Ma a volte anche l’affidamento ai parenti prossimi non è possibile. Il figlio di Rosi Bonanno, la donna uccisa a Palermo dall’ex convivente Benedetto Conti, verrà dato in adozione. I genitori di Rosi, infatti, sono considerati troppo anziani e poveri dalla legge italiana perché possano occuparsi del bimbo, che ha compiuto due anni il 12 luglio.
Ancora un caso dai Centri antiviolenza, questa volta nel Milanese. I tre figli della coppia sono stati divisi. La ragazza più grande, quasi maggiorenne, è stata presa in carico da una nipote della vittima, che aveva già due figli. Gli altri due sono stati affidati ai nonni materni, ma i due anziani hanno chiesto, dopo un anno, di trovare un’altra soluzione: avevano problemi economici gravi.

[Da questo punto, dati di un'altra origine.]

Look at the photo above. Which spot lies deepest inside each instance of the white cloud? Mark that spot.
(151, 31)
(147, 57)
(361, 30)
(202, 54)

In Italia non esiste alcuna legge che tuteli economicamente gli orfani di femminicidio. Qualche timido passo è stato fatto in Basilicata, con la proposta – presentata nel 2011 – di istituire un fondo regionale. Ma i tempi sono lunghi. Nel caso di Michela Fioretti, l’infermiera dell’ospedale Grassi di Ostia uccisa sulla Ostiense dall’ex marito guardia giurata al termine di un inseguimento, il governatore del Lazio Nicola Zingaretti ha assicurato che presto ci sarà «una legge regionale per garantire il diritto allo studio delle due figlie». Ma sono tentativi sporadici, non organici.
«Anni fa mi sono occupata di un femminicidio avvenuto a Napoli – racconta la dottoressa Baldry – La coppia aveva una figlia e un figlio piccoli. Siamo andati a vedere a distanza di anni come si era evoluta la loro vita: la ragazza era finita nel giro della prostituzione ancora minorenne, il ragazzo era entrato nella criminalità».
Problemi economici, nessun supporto psicologico, totale discrezionalità dei giudici minorili: in Italia c’è un’altra categoria di vittime del femminicidio su cui tutti tacciono. Sono un esercito. E sono le più fragili.